Once again, this is code that Python is perfectly suited for. In particular, the
list manipulation functions filter
and sorted
make it very easy to express
the calculation for the five most stale TODOs.
donelist = []
for h in headlines:
if latest_appearance[h] == date:
if previous_status[h] in ["NEXT", "TODO"] and latest_status[h] == "DONE":
donelist.append(h)
print("{} tasks done:\n\t".format(len(donelist)), end="")
print("\n\t".join(donelist))
todos = filter(lambda h: latest_status[h] in ["NEXT", "TODO"], headlines)
stalest_todos = sorted(todos, key=lambda h: days_in_state[h], reverse=True)[:5]
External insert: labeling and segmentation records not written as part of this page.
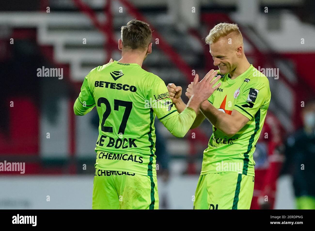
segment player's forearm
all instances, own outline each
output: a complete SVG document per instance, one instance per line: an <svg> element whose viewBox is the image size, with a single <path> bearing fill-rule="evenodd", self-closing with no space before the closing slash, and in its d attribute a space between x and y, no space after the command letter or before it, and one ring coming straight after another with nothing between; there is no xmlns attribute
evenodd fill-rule
<svg viewBox="0 0 315 231"><path fill-rule="evenodd" d="M78 97L77 98L73 105L73 111L77 115L82 116L88 113L93 109L93 107L84 107L79 100Z"/></svg>
<svg viewBox="0 0 315 231"><path fill-rule="evenodd" d="M187 107L181 113L161 122L173 135L182 137L190 128L196 117L194 110Z"/></svg>
<svg viewBox="0 0 315 231"><path fill-rule="evenodd" d="M176 103L174 103L174 105L175 105L175 107L176 108L179 113L181 113L181 112L186 108L186 106L181 98L178 99L177 102Z"/></svg>
<svg viewBox="0 0 315 231"><path fill-rule="evenodd" d="M176 104L174 104L174 105L179 113L181 113L187 106L181 98L179 99L177 102ZM193 129L198 127L205 118L205 117L201 112L201 111L200 110L200 109L198 109L198 113L196 116L196 119L191 127L190 129Z"/></svg>
<svg viewBox="0 0 315 231"><path fill-rule="evenodd" d="M220 111L207 101L201 104L200 109L215 127L228 136L233 136L238 131L231 116Z"/></svg>

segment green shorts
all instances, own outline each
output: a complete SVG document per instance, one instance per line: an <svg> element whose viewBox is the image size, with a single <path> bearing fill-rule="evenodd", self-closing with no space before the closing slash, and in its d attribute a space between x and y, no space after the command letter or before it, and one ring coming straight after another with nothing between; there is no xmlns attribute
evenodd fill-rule
<svg viewBox="0 0 315 231"><path fill-rule="evenodd" d="M233 172L209 173L199 177L194 209L249 209L254 177Z"/></svg>
<svg viewBox="0 0 315 231"><path fill-rule="evenodd" d="M156 176L95 169L93 209L158 209Z"/></svg>

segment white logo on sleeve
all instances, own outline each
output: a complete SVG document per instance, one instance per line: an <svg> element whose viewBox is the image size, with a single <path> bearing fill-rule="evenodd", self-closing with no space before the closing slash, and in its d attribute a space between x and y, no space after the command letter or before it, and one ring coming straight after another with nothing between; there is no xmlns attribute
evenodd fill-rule
<svg viewBox="0 0 315 231"><path fill-rule="evenodd" d="M246 101L250 101L250 102L254 102L256 100L257 96L258 95L258 93L259 92L259 90L255 88L251 88L249 90L249 93L248 94L248 96L247 97L247 100Z"/></svg>

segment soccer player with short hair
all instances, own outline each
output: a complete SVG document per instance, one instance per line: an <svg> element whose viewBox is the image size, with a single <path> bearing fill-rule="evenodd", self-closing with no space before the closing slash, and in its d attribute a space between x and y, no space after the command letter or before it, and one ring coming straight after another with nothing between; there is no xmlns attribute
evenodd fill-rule
<svg viewBox="0 0 315 231"><path fill-rule="evenodd" d="M237 25L216 25L206 41L214 65L219 67L221 85L201 104L191 128L206 118L213 131L203 152L193 208L249 209L255 175L253 153L270 101L269 82L247 60ZM187 89L188 98L194 84ZM186 107L180 98L181 88L170 84L168 88L180 113Z"/></svg>
<svg viewBox="0 0 315 231"><path fill-rule="evenodd" d="M154 121L156 116L174 136L183 137L201 103L220 86L215 75L194 80L192 96L180 113L165 84L141 68L152 52L147 23L132 20L122 27L122 58L92 70L73 106L83 115L96 107L100 117L92 208L158 209Z"/></svg>

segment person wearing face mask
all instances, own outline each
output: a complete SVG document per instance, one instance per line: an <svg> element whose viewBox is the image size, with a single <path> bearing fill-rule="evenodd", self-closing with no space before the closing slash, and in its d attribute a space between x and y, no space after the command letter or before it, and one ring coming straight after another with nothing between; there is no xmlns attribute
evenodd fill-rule
<svg viewBox="0 0 315 231"><path fill-rule="evenodd" d="M293 178L296 208L315 209L315 100L302 112L303 127L287 140L282 173Z"/></svg>

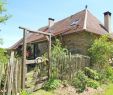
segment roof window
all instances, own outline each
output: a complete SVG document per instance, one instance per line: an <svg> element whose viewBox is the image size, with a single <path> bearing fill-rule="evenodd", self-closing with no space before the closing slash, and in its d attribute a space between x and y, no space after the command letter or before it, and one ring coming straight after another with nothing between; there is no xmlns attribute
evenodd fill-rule
<svg viewBox="0 0 113 95"><path fill-rule="evenodd" d="M70 25L71 25L71 26L73 26L73 25L77 25L78 22L79 22L79 19L74 20Z"/></svg>

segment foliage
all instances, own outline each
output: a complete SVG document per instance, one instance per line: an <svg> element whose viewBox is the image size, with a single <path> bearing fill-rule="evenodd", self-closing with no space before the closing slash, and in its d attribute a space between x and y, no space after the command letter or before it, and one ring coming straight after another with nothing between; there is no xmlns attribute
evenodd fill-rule
<svg viewBox="0 0 113 95"><path fill-rule="evenodd" d="M109 84L113 82L113 69L111 66L107 66L105 69L99 72L100 82L104 84Z"/></svg>
<svg viewBox="0 0 113 95"><path fill-rule="evenodd" d="M87 86L88 87L92 87L94 89L97 89L97 87L100 86L99 82L97 82L96 80L93 80L93 79L88 79L87 81Z"/></svg>
<svg viewBox="0 0 113 95"><path fill-rule="evenodd" d="M105 91L102 95L112 95L113 94L113 84L109 84L107 85L107 87L105 87Z"/></svg>
<svg viewBox="0 0 113 95"><path fill-rule="evenodd" d="M56 95L54 94L53 92L51 91L45 91L45 90L37 90L36 92L33 92L32 94L30 95Z"/></svg>
<svg viewBox="0 0 113 95"><path fill-rule="evenodd" d="M30 95L26 90L22 90L21 92L20 92L20 95Z"/></svg>
<svg viewBox="0 0 113 95"><path fill-rule="evenodd" d="M88 77L83 71L78 71L72 81L72 85L78 89L78 92L83 92L86 89Z"/></svg>
<svg viewBox="0 0 113 95"><path fill-rule="evenodd" d="M113 56L113 42L108 35L103 35L96 39L89 49L91 62L96 69L105 68L109 64L109 59Z"/></svg>
<svg viewBox="0 0 113 95"><path fill-rule="evenodd" d="M54 90L61 85L61 81L58 79L50 78L44 85L45 90Z"/></svg>
<svg viewBox="0 0 113 95"><path fill-rule="evenodd" d="M91 79L87 75L85 75L84 71L78 71L73 79L72 85L78 89L78 92L83 92L86 87L92 87L96 89L99 87L99 82Z"/></svg>
<svg viewBox="0 0 113 95"><path fill-rule="evenodd" d="M99 74L96 70L90 69L89 67L85 67L84 71L89 78L99 80Z"/></svg>
<svg viewBox="0 0 113 95"><path fill-rule="evenodd" d="M0 64L8 62L8 55L6 54L6 50L0 48Z"/></svg>

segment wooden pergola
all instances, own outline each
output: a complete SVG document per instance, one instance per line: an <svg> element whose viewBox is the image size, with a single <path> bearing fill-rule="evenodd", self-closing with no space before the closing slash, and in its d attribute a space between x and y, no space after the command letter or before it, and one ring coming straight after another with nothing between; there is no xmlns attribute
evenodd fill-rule
<svg viewBox="0 0 113 95"><path fill-rule="evenodd" d="M44 35L48 40L48 78L50 77L50 63L51 63L51 36L50 32L43 32L43 31L34 31L24 27L19 27L19 29L23 30L23 57L22 57L22 74L21 74L21 88L25 88L25 68L26 68L26 47L27 47L27 32L28 33L37 33ZM49 29L50 31L50 29Z"/></svg>

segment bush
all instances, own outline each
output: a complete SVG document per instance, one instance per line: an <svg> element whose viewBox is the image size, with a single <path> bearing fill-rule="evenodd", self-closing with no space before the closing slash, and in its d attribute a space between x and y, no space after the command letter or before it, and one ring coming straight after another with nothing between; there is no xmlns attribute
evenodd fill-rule
<svg viewBox="0 0 113 95"><path fill-rule="evenodd" d="M98 81L88 78L83 71L78 71L72 81L72 85L78 89L78 92L83 92L86 87L96 89L100 84Z"/></svg>
<svg viewBox="0 0 113 95"><path fill-rule="evenodd" d="M50 78L47 83L44 84L45 90L54 90L61 85L61 81L58 79Z"/></svg>
<svg viewBox="0 0 113 95"><path fill-rule="evenodd" d="M89 67L85 67L84 71L86 76L88 76L89 78L99 80L99 74L96 70L90 69Z"/></svg>
<svg viewBox="0 0 113 95"><path fill-rule="evenodd" d="M111 66L107 66L106 69L100 72L101 83L113 82L113 69Z"/></svg>
<svg viewBox="0 0 113 95"><path fill-rule="evenodd" d="M78 92L83 92L86 89L88 77L83 71L78 71L72 81L72 85L78 89Z"/></svg>
<svg viewBox="0 0 113 95"><path fill-rule="evenodd" d="M30 95L26 90L22 90L21 92L20 92L20 95Z"/></svg>
<svg viewBox="0 0 113 95"><path fill-rule="evenodd" d="M113 39L109 38L109 35L101 36L89 49L91 63L99 71L105 69L106 64L109 64L109 59L113 57Z"/></svg>
<svg viewBox="0 0 113 95"><path fill-rule="evenodd" d="M93 79L88 79L87 81L87 86L88 87L92 87L94 89L97 89L99 87L99 82L97 82L96 80L93 80Z"/></svg>

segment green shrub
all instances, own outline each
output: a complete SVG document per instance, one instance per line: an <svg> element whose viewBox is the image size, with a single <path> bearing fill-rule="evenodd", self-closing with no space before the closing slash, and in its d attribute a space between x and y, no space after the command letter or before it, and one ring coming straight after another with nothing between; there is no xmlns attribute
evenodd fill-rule
<svg viewBox="0 0 113 95"><path fill-rule="evenodd" d="M92 87L94 89L97 89L97 87L99 87L99 82L97 82L96 80L93 80L93 79L88 79L87 81L87 86L88 87Z"/></svg>
<svg viewBox="0 0 113 95"><path fill-rule="evenodd" d="M96 70L90 69L89 67L85 67L85 74L91 79L99 80L99 74Z"/></svg>
<svg viewBox="0 0 113 95"><path fill-rule="evenodd" d="M78 89L78 92L83 92L86 87L96 89L100 84L98 81L88 78L88 76L85 75L85 72L78 71L72 81L72 85Z"/></svg>
<svg viewBox="0 0 113 95"><path fill-rule="evenodd" d="M113 82L113 69L111 66L106 66L106 69L100 72L100 81L104 84Z"/></svg>
<svg viewBox="0 0 113 95"><path fill-rule="evenodd" d="M78 71L72 81L72 85L78 89L78 92L83 92L86 88L88 77L83 71Z"/></svg>
<svg viewBox="0 0 113 95"><path fill-rule="evenodd" d="M21 92L20 92L20 95L30 95L26 90L22 90Z"/></svg>
<svg viewBox="0 0 113 95"><path fill-rule="evenodd" d="M58 79L50 78L47 83L44 84L45 90L54 90L61 85L61 81Z"/></svg>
print("Top 5 stalest tasks:")
for h in stalest_todos:
print("\t- {}".format(h))
The awk
version is somewhat more ungainly. However, it still reads broadly
similarly to the python.
END {
delete done_yesterday;
for (h in headlines) {
if (latest_appearance[h] == today) {
prev = previous_status[h];
curr = latest_status[h];
if ((prev == "TODO" || prev == "NEXT") && curr == "DONE") {
done_yesterday[h] = 1;
}
if (curr == "TODO" || curr == "NEXT") {
todos[h] = days_in_state[h];
}
}
}
printf("Tasks completed yesterday: %s\n", length(done_yesterday));
for (h in done_yesterday) {
printf("\t%s", h);
}
printf("\n\n");
asorti(todos, stalest, "@val_num_desc")
printf("Top 5 most stale TODO tasks:\n")
for (i = 1; i <= 5; i++) {
h = stalest[i];
printf("\t[[file:%s::*%s][%s]]\n", current_file[h], h, h);
}
}
The ugliest wart here is the line delete done_yesterday
. This is required for
length(done_yesterday)
to return 0
, if we never evaluate done_yesterday[h] = 1
. awk
doesn't require you to declare your variables, but it also doesn't
have a facility for assigning a variable to an empty array! This is a fairly
serious gotcha, in my opinion.
We also see an example of sorting arrays. While terse, sorting in awk
is
rather unnatural compared to the Python. The asorti
function sorts the
indices of its first argument, the (associative) array todos
. The second
argument tells asorti
to copy the result into stalest
, initializing it. The
third argument, @val_num_desc
, is a sigil describing how to sort the indices.
asorti
can take a variety of traversal order specifiers in this argument, or a
user-provided function. We populate todos
with the value of days_in_state
in
the loop, so this function call sorts the headlines by their staleness,
numerically, in descending order.
Comparison and Conclusion
Some of the more obvious differences between awk
and Python are the most
relevant to their applicability to this sort of problem. Python is a general
purpose programming language, which means that one has to set up the boilerplate
to read from STDIN for every script. On the other hand, its standard library
offers basic data processing functions that are substantially more ergonomic
than awk
. Sorting, filtering, and joining strings are all more readable and
less error-prone in Python.
Nevertheless, awk
is competitive with Python when it comes to its bread and
butter: munging data in and out of associative data structures. It's frankly
embarrassing how many problems are most naturally solved by an awkward series of
intermediate hash maps. For my money, awk beats Python when it comes to this
under-appreciated and under-discussed programming paradigm. Its handling of
default values is extremely nice to have. How many times have you tried to solve
a problem in Python with just standard dictionaries, only to find yourself going
back and adding import defaultdict
to the top of your file?
Ease of deployment is a small point in awk
's favor as well. While dependency
hell is almost never an issue Python scripts this short, I don't think I've ever
logged onto a server where awk
was not available.
Finally, I have barely touched on performance at all. I hope to do a followup
post comparing awk
's performance with associative arrays to a variety of
Python data structures. For what it's worth, the two scripts described in this
post were within 50% of each other's (perfectly adequate) performance.